Back to blog
    Multi-Client Fine-Tuning: One Base Model, Custom LoRA Adapters Per Law Firm
    loramulti-tenantlegalfine-tuningagencysegment:agency

    Multi-Client Fine-Tuning: One Base Model, Custom LoRA Adapters Per Law Firm

    How to use LoRA adapters to serve multiple law firm clients from a single base model — covering architecture, training, hot-swapping, cost efficiency, and data isolation guarantees.

    EErtas Team·

    The economics of running an AI agency break down if you need a separate GPU for every client. A Llama 3.1 8B model takes 16 GB of VRAM. Five clients, five full models, five GPUs — that is $10,000-15,000 in hardware before you earn a dollar.

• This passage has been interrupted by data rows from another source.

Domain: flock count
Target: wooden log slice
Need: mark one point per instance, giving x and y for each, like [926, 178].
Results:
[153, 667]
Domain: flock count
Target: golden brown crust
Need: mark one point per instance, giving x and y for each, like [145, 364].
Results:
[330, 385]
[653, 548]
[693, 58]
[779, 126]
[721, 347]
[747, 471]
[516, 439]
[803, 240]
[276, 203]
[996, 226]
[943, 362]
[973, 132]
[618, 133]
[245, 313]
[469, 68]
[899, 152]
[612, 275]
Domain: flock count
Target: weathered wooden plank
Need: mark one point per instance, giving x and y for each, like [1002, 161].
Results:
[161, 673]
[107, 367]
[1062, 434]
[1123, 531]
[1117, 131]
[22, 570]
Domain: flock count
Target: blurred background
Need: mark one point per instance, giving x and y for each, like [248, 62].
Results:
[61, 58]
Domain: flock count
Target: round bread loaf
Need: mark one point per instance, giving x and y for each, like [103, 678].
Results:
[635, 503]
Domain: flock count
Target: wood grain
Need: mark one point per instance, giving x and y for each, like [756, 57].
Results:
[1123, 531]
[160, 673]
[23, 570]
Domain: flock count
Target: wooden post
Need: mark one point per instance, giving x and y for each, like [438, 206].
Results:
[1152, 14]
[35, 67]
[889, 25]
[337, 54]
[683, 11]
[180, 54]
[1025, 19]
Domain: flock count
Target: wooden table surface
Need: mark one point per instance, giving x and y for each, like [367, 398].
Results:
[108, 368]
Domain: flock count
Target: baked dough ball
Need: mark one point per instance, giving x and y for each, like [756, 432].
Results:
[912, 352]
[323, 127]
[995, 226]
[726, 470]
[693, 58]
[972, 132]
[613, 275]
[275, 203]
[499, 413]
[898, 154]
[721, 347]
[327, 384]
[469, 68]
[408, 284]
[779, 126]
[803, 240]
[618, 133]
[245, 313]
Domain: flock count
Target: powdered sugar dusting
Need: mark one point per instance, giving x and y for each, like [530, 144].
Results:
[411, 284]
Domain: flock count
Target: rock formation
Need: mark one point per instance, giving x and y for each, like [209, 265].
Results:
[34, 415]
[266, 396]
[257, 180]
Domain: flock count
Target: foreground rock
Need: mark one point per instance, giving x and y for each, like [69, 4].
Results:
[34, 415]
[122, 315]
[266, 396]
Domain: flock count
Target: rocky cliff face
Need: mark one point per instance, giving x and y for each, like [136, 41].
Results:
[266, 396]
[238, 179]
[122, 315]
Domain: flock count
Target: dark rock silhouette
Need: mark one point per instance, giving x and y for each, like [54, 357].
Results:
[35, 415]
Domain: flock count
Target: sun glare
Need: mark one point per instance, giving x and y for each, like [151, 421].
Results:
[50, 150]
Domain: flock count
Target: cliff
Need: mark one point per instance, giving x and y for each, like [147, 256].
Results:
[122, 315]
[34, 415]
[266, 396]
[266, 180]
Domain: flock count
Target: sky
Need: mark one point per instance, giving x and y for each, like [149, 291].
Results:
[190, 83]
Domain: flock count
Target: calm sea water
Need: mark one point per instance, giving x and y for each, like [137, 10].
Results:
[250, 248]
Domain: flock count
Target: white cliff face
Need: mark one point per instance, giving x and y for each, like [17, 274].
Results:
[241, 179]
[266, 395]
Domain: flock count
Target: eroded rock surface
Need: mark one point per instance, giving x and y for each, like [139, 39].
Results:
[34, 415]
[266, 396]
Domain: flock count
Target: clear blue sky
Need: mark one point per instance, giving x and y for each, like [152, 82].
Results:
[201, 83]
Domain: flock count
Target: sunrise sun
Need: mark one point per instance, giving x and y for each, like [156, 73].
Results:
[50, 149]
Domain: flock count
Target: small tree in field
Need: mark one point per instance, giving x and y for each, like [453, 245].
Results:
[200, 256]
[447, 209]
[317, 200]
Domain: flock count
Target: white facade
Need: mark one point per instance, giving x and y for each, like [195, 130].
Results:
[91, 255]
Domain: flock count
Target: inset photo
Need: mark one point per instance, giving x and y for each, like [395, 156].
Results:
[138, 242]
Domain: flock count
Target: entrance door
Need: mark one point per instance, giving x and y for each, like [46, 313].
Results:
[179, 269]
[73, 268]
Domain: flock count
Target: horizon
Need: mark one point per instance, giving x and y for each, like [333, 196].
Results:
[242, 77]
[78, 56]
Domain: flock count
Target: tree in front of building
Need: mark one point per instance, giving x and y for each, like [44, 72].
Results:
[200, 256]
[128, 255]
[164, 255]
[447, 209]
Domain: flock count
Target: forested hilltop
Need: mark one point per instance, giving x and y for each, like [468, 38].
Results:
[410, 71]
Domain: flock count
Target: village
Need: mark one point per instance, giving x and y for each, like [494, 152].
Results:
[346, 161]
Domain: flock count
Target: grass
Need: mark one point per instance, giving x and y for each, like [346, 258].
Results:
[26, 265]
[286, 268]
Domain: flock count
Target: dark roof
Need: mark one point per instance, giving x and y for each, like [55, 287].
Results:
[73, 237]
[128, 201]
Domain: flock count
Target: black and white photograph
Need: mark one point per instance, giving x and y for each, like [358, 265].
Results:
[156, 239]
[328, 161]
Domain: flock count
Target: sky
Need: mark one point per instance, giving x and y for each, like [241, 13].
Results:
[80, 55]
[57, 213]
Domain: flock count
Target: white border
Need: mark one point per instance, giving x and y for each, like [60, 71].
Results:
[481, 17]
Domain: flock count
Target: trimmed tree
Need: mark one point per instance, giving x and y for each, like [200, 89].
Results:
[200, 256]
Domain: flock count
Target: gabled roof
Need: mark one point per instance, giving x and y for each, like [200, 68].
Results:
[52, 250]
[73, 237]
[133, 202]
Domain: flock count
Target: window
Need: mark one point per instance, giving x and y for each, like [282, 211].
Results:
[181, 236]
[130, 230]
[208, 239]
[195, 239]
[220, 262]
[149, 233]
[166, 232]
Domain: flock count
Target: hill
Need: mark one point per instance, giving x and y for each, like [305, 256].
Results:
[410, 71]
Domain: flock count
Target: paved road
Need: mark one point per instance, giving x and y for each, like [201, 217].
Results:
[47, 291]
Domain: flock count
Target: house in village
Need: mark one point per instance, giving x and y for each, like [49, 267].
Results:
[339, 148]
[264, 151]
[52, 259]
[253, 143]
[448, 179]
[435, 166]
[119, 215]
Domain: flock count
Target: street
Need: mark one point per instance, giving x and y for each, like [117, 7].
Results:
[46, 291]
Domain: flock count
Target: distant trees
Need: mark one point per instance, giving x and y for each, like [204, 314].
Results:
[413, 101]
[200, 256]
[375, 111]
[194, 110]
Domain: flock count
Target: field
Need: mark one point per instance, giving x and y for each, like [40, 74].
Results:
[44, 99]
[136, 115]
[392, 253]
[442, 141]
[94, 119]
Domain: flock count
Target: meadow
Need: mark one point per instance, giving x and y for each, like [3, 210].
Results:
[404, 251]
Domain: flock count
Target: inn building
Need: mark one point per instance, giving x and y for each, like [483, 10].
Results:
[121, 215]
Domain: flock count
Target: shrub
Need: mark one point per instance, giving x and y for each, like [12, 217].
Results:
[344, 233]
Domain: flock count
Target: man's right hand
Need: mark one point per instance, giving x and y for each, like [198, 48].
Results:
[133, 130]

    LoRA (Low-Rank Adaptation) changes this equation completely. One base model stays in GPU memory. Per-client adapters — typically 50-200 MB each — are swapped in and out at inference time. One GPU serves all your clients.

    This article covers the architecture, how to train client-specific adapters, how hot-swapping works, the cost implications, and the data isolation guarantees that law firms require.

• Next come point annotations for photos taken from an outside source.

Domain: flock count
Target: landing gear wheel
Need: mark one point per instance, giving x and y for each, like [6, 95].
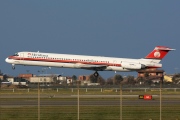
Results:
[96, 74]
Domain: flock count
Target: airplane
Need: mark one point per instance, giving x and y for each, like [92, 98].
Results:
[96, 63]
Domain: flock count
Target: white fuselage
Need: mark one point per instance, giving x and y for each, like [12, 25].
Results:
[97, 63]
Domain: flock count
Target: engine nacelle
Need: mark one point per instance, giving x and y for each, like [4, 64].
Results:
[134, 66]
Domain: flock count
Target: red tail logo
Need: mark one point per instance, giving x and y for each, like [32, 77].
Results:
[159, 52]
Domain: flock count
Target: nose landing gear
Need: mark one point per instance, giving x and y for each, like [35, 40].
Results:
[13, 66]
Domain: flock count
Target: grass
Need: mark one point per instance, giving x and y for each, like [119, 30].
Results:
[105, 112]
[91, 113]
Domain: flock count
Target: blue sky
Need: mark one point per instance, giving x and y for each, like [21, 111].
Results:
[117, 28]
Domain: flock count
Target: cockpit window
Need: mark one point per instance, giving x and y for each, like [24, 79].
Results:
[16, 54]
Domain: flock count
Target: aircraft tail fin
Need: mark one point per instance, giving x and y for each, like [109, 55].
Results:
[159, 52]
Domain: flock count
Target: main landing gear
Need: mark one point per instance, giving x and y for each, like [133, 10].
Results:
[96, 74]
[13, 66]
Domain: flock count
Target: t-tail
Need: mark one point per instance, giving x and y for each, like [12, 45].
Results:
[158, 53]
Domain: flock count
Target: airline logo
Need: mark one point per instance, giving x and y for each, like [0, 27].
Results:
[157, 54]
[37, 55]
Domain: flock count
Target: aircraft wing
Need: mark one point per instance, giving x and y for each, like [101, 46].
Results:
[94, 67]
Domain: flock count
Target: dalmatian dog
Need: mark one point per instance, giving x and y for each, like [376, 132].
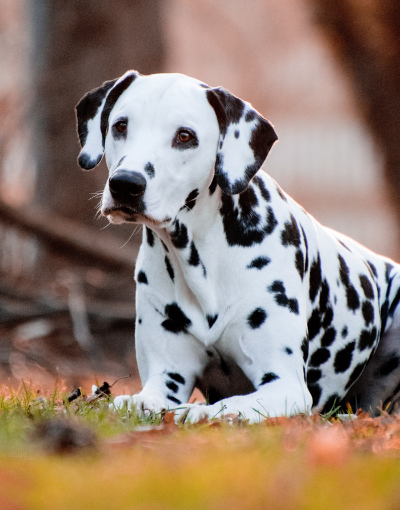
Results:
[240, 292]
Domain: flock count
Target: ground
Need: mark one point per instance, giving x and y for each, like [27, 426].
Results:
[55, 454]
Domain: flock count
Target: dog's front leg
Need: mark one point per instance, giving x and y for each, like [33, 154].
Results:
[275, 352]
[169, 360]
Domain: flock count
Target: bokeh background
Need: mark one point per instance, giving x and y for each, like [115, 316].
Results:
[326, 73]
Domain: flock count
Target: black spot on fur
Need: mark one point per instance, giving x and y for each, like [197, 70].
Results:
[368, 312]
[388, 270]
[353, 301]
[319, 357]
[150, 171]
[343, 272]
[367, 339]
[88, 106]
[315, 390]
[355, 374]
[149, 236]
[179, 236]
[142, 278]
[172, 386]
[314, 324]
[313, 375]
[324, 296]
[304, 349]
[373, 269]
[242, 222]
[190, 201]
[259, 262]
[211, 320]
[330, 403]
[328, 318]
[388, 366]
[177, 322]
[261, 185]
[290, 235]
[169, 268]
[213, 186]
[306, 250]
[281, 299]
[315, 278]
[112, 98]
[194, 259]
[270, 377]
[366, 287]
[174, 399]
[281, 193]
[250, 115]
[328, 337]
[343, 358]
[256, 318]
[176, 377]
[299, 263]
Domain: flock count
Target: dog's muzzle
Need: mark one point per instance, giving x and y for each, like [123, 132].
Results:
[127, 187]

    LoRA Architecture for Multi-Client Serving

    How LoRA Works

    Standard fine-tuning modifies all the model's weights — billions of parameters. LoRA takes a different approach: it freezes the base model and trains small "adapter" matrices that modify the model's behaviour at specific layers.

    The math: instead of updating a weight matrix W (size d × k), LoRA trains two small matrices A (size d × r) and B (size r × k), where r (the "rank") is much smaller than d or k. The effective weight becomes W + BA.

    For a rank-16 LoRA on a 7B model:

    • Base model size: ~14 GB (in FP16)
    • LoRA adapter size: ~50-100 MB
    • Combined inference: Same speed as the base model (adapter matrices are merged or applied efficiently)

    Multi-Client Architecture

    GPU Memory:
    ┌────────────────────────────────┐
    │   Base Model (Llama 3.1 8B)   │ ← Loaded once, stays in memory
    │          ~14 GB                │
    ├────────────────────────────────┤
    │   Active LoRA Adapter          │ ← Swapped per request
    │   (Client-specific, ~100 MB)   │
    └────────────────────────────────┘
    
    Adapter Storage (SSD):
    ├── firm-a-contract-review.safetensors    (85 MB)
    ├── firm-b-due-diligence.safetensors      (92 MB)
    ├── firm-c-case-summary.safetensors       (78 MB)
    ├── firm-d-regulatory.safetensors         (110 MB)
    └── firm-e-intake-triage.safetensors      (65 MB)
    

    One RTX 5090 (32 GB VRAM) can hold the base model plus several adapters simultaneously, or swap adapters from SSD in milliseconds.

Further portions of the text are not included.